2018-01-23  Tom de Vries  <tom@codesourcery.com>

	PR target/81352
	* config/nvptx/nvptx.c (nvptx_single): Add exit insn after noreturn call
	for neutered threads in warp.
	* config/nvptx/nvptx.md (define_insn "exit"): New insn.

	* testsuite/libgomp.oacc-fortran/pr81352.f90: New test.

---
 gcc/config/nvptx/nvptx.c                           |  7 ++++++-
 gcc/config/nvptx/nvptx.md                          |  5 +++++
 libgomp/testsuite/libgomp.oacc-fortran/pr81352.f90 | 20 ++++++++++++++++++++
 3 files changed, 31 insertions(+), 1 deletion(-)
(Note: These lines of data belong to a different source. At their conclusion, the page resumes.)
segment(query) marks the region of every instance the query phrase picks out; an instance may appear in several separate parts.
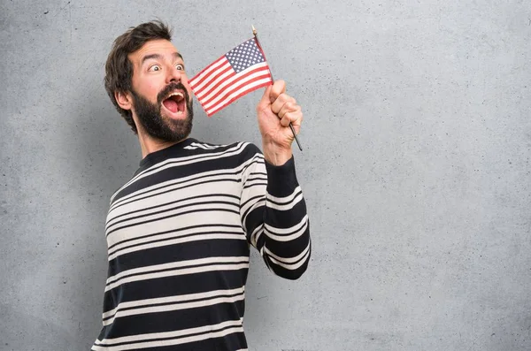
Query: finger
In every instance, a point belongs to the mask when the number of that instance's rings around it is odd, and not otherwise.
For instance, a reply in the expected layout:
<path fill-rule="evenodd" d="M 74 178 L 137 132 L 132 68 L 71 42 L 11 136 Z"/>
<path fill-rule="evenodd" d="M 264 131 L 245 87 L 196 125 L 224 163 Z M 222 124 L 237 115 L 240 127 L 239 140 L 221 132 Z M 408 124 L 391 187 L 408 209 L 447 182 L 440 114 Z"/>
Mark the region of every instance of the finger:
<path fill-rule="evenodd" d="M 294 108 L 296 106 L 296 101 L 287 94 L 281 94 L 271 105 L 271 111 L 278 115 L 282 109 L 286 108 L 286 104 Z M 282 118 L 281 115 L 279 117 Z"/>
<path fill-rule="evenodd" d="M 264 95 L 262 95 L 262 98 L 258 102 L 258 104 L 257 104 L 257 111 L 262 111 L 266 107 L 267 107 L 271 104 L 271 102 L 269 101 L 269 95 L 271 95 L 271 88 L 272 88 L 272 86 L 266 87 Z"/>
<path fill-rule="evenodd" d="M 303 112 L 300 109 L 295 111 L 287 112 L 281 119 L 281 126 L 287 127 L 291 123 L 294 126 L 300 126 L 303 120 Z"/>
<path fill-rule="evenodd" d="M 286 92 L 286 82 L 282 80 L 275 80 L 271 87 L 271 92 L 269 94 L 269 101 L 273 103 L 277 97 Z"/>
<path fill-rule="evenodd" d="M 291 102 L 287 102 L 286 103 L 284 103 L 284 105 L 282 105 L 282 107 L 281 108 L 281 111 L 278 111 L 277 116 L 279 116 L 279 118 L 281 118 L 284 117 L 284 115 L 288 112 L 295 112 L 301 109 L 301 107 L 299 105 L 297 105 L 296 103 L 293 103 Z"/>

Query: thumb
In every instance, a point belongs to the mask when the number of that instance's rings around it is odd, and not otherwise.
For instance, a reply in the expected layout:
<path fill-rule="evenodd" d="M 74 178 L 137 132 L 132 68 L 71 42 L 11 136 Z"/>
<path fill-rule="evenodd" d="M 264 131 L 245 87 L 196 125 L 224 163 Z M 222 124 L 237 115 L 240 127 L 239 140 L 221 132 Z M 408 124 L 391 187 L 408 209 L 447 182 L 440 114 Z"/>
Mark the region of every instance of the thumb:
<path fill-rule="evenodd" d="M 270 100 L 269 95 L 271 95 L 272 87 L 273 87 L 272 85 L 268 85 L 267 87 L 266 87 L 266 90 L 264 90 L 264 95 L 262 95 L 262 98 L 260 99 L 260 102 L 258 103 L 258 108 L 263 109 L 264 107 L 271 104 L 271 100 Z"/>

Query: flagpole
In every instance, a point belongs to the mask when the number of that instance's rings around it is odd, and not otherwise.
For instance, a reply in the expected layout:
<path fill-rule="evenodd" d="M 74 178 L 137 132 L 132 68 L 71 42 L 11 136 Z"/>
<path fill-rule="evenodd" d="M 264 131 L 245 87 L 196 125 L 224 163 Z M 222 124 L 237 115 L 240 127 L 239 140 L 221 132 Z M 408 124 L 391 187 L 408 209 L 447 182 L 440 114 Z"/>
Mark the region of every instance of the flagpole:
<path fill-rule="evenodd" d="M 260 47 L 260 49 L 262 49 L 262 45 L 260 45 L 260 41 L 258 41 L 258 31 L 257 28 L 254 27 L 254 26 L 252 26 L 252 34 L 255 36 L 255 39 L 257 40 L 257 43 L 258 44 L 258 46 Z M 266 58 L 266 57 L 264 57 Z M 274 81 L 274 80 L 273 79 L 273 73 L 271 72 L 271 69 L 269 68 L 269 65 L 267 65 L 268 69 L 269 69 L 269 74 L 271 75 L 271 81 Z M 296 145 L 299 147 L 299 149 L 302 151 L 303 148 L 301 147 L 301 143 L 298 141 L 298 138 L 296 137 L 296 134 L 295 133 L 295 128 L 293 127 L 293 125 L 291 124 L 291 122 L 289 122 L 289 128 L 291 128 L 291 133 L 293 133 L 293 136 L 295 137 L 295 141 L 296 141 Z"/>

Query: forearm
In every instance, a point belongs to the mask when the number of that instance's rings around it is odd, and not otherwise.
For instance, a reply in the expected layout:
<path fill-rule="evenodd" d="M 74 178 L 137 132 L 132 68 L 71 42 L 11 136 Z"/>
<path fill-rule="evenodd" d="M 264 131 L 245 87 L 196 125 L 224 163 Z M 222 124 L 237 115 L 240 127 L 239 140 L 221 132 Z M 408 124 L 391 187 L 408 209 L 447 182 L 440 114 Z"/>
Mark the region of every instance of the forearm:
<path fill-rule="evenodd" d="M 266 170 L 264 232 L 257 248 L 275 274 L 296 279 L 305 271 L 311 255 L 306 203 L 292 157 L 281 166 L 266 163 Z"/>
<path fill-rule="evenodd" d="M 290 147 L 281 147 L 267 138 L 262 140 L 262 152 L 264 153 L 266 161 L 275 166 L 286 164 L 293 156 Z"/>

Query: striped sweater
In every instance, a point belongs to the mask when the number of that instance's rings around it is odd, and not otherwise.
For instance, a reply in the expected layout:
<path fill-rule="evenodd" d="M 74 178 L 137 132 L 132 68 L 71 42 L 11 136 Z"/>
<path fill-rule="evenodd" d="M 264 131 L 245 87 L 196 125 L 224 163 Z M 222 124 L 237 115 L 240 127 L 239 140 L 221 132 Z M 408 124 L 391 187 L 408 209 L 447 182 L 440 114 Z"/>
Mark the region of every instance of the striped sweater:
<path fill-rule="evenodd" d="M 250 247 L 296 279 L 311 244 L 293 158 L 187 139 L 143 158 L 111 198 L 103 329 L 92 350 L 247 350 Z"/>

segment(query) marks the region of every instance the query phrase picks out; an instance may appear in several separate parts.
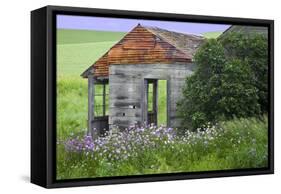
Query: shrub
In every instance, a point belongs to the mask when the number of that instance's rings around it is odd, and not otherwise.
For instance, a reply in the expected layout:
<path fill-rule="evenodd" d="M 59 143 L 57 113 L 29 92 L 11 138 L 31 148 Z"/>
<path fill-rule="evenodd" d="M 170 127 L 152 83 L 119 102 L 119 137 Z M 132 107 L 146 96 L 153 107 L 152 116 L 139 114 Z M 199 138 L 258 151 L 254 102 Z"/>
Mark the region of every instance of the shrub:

diff --git a/gcc/config/nvptx/nvptx.c b/gcc/config/nvptx/nvptx.c
index f5bb438..3516740 100644
--- a/gcc/config/nvptx/nvptx.c
+++ b/gcc/config/nvptx/nvptx.c
@@ -4062,7 +4062,12 @@  nvptx_single (unsigned mask, basic_block from, basic_block to)
 	if (tail_branch)
 	  before = emit_label_before (label, before);
 	else
-	  emit_label_after (label, tail);
+	  {
+	    rtx_insn *label_insn = emit_label_after (label, tail);
+	    if (mode == GOMP_DIM_VECTOR && CALL_P (tail)
+		&& find_reg_note (tail, REG_NORETURN, NULL))
+	      emit_insn_after (gen_exit (), label_insn);
+	  }
       }
 
   /* Now deal with propagating the branch condition.  */
diff --git a/gcc/config/nvptx/nvptx.md b/gcc/config/nvptx/nvptx.md
index f9c087b..135479b 100644
--- a/gcc/config/nvptx/nvptx.md
+++ b/gcc/config/nvptx/nvptx.md
@@ -994,6 +994,11 @@ 
   ""
   "")
 
+(define_insn "exit"
+  [(const_int 1)]
+  ""
+  "exit;")
+
 (define_insn "return"
   [(return)]
   ""
diff --git a/libgomp/testsuite/libgomp.oacc-fortran/pr81352.f90 b/libgomp/testsuite/libgomp.oacc-fortran/pr81352.f90
new file mode 100644
index 0000000..f6969c8
--- /dev/null
+++ b/libgomp/testsuite/libgomp.oacc-fortran/pr81352.f90
@@ -0,0 +1,20 @@ 
+! { dg-do run }
+
+program foo
+  integer :: a(3,3), l, ll
+  a = 0
+
+  !$acc parallel num_gangs (1) num_workers(1)
+
+  do l=1,3
+     !$acc loop vector
+     do ll=1,3
+        a(l,ll) = 2
+     enddo
+  enddo
+
+  if (any(a(1:3,1:3).ne.2)) call abort
+
+  !$acc end parallel
+
+end program foo